Patients with non–small cell lung cancer (NSCLC), the most common lung cancer in humans, are frequently treated with an immunotherapy called immune checkpoint blockade (ICB). This therapy induces a population of tumor-infiltrating T cells called CD8 positive T cells to secrete interferon gamma which in turn induces the expression of programmed cell death ligand 1 (PD-L1).

PD-L1 expression in the tumor microenvironment indicates the T cells are poised to kill tumor cells and patients with PD-L1 positive T-cell infiltrated tumors are most likely to respond to ICB. However, only about 35% of NSCLC patients respond to ICB therapy. Not all CD8 positive T cells in lung tumors express PD-L1 and respond to ICB and little is known about the mechanisms that govern ICB resistance in T cells within NSCLC.

In a new study published in Science Immunology titled, “Lack of CD8+ T cell effector differentiation during priming mediates checkpoint blockade resistance in non–small cell lung cancer,” Stefani Spranger, PhD, professor at the MIT department of biology, and her colleagues uncover what causes some T cells in animal models of NSCLC to fail to respond to ICB, offering a potential way around it.

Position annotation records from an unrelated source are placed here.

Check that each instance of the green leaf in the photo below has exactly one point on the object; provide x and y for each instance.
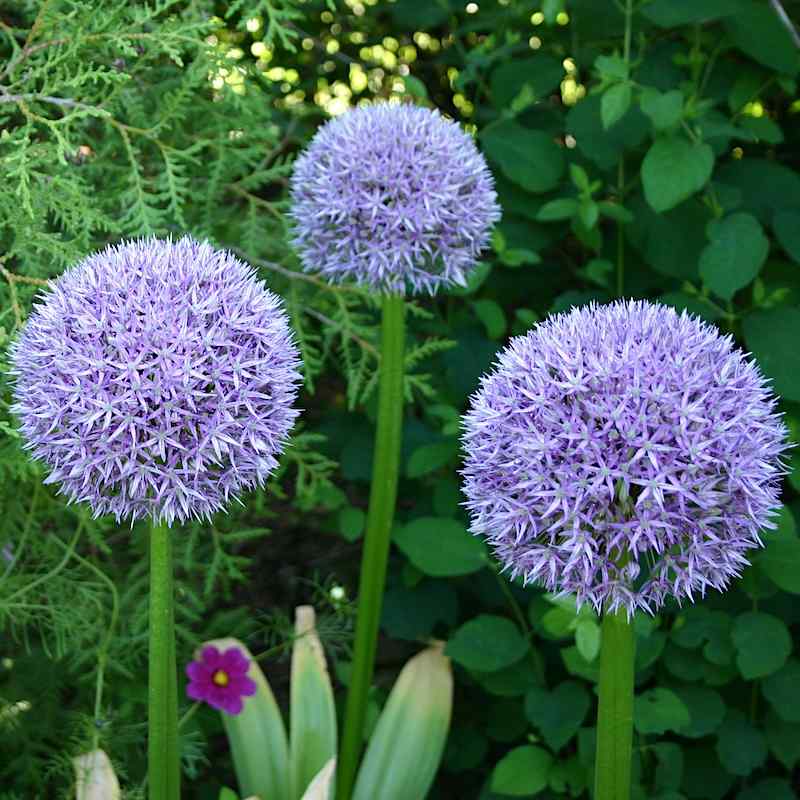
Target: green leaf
(669, 770)
(758, 32)
(664, 110)
(762, 643)
(740, 746)
(674, 13)
(491, 314)
(487, 643)
(522, 772)
(541, 74)
(772, 336)
(441, 547)
(706, 710)
(321, 788)
(615, 102)
(476, 279)
(587, 639)
(611, 68)
(763, 129)
(784, 740)
(406, 747)
(560, 208)
(673, 170)
(412, 612)
(588, 213)
(615, 211)
(766, 187)
(517, 256)
(782, 690)
(577, 665)
(787, 230)
(351, 523)
(312, 732)
(429, 457)
(257, 736)
(559, 713)
(605, 146)
(659, 710)
(513, 681)
(703, 775)
(768, 789)
(780, 559)
(527, 157)
(670, 243)
(735, 254)
(579, 177)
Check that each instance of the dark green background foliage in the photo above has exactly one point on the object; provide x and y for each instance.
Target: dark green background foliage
(645, 149)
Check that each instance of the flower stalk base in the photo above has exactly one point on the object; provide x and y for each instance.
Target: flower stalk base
(163, 767)
(380, 515)
(612, 771)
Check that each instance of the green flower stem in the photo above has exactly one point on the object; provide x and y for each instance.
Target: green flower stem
(162, 695)
(383, 493)
(612, 770)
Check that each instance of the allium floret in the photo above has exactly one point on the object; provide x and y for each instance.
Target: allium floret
(624, 454)
(156, 379)
(392, 196)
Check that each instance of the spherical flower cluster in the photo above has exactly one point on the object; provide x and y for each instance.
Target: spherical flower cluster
(623, 453)
(392, 197)
(156, 379)
(220, 679)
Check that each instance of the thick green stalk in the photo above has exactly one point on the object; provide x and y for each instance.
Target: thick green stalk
(612, 769)
(383, 494)
(162, 743)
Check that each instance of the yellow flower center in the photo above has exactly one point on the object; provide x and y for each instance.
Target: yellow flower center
(220, 678)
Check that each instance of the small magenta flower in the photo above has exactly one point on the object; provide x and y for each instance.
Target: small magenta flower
(156, 379)
(220, 679)
(392, 196)
(625, 454)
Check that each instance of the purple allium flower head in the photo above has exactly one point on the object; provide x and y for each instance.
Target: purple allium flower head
(156, 379)
(220, 678)
(392, 196)
(623, 453)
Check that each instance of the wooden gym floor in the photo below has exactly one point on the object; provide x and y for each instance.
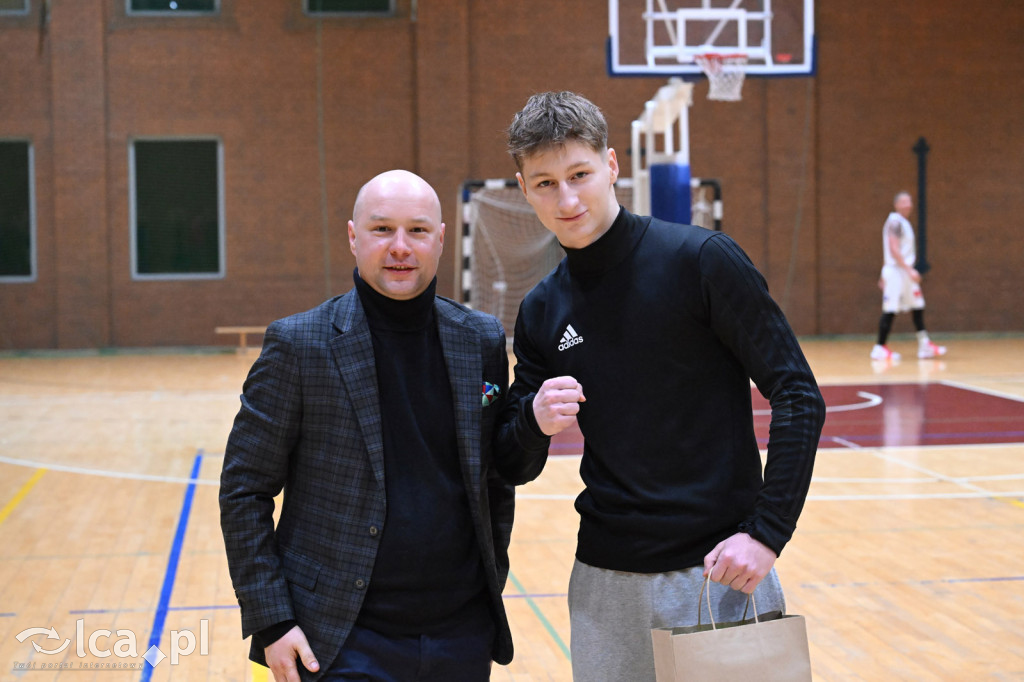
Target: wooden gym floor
(908, 561)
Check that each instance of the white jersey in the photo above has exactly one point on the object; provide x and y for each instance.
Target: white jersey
(901, 228)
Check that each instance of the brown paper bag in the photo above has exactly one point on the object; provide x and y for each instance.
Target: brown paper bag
(769, 647)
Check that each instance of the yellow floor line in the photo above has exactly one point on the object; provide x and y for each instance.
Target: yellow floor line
(16, 500)
(258, 672)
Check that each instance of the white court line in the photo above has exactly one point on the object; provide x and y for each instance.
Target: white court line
(110, 474)
(870, 400)
(842, 498)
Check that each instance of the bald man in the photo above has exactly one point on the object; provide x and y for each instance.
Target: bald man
(374, 413)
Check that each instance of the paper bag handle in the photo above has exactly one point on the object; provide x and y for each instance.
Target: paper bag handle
(706, 595)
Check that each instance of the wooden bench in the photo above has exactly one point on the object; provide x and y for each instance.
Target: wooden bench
(243, 332)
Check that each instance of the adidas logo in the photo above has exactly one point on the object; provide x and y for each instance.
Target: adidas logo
(569, 339)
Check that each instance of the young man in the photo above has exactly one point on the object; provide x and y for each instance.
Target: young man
(390, 554)
(668, 325)
(900, 283)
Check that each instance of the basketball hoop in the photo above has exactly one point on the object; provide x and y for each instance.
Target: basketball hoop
(725, 75)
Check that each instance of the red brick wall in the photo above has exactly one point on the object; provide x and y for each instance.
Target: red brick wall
(808, 166)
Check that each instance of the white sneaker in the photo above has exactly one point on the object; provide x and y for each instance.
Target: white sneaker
(930, 349)
(883, 352)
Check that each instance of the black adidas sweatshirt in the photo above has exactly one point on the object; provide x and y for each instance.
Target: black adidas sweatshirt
(665, 326)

Jeffrey Bluestone, PhD, professor of metabolism and endocrinology at the University of California, San Francisco, who was not involved with the paper said, “The study provides a potential opportunity to ‘rescue’ immunity in the NSCLC non-responder patients with appropriate combination therapies.”

It has been generally held that the continuous fight against tumor cells exhausts T cells which causes them to stop working. The rationale behind ICB therapy, therefore, has been to reinvigorate the exhausted T cells that pass into the tumor’s microenvironment.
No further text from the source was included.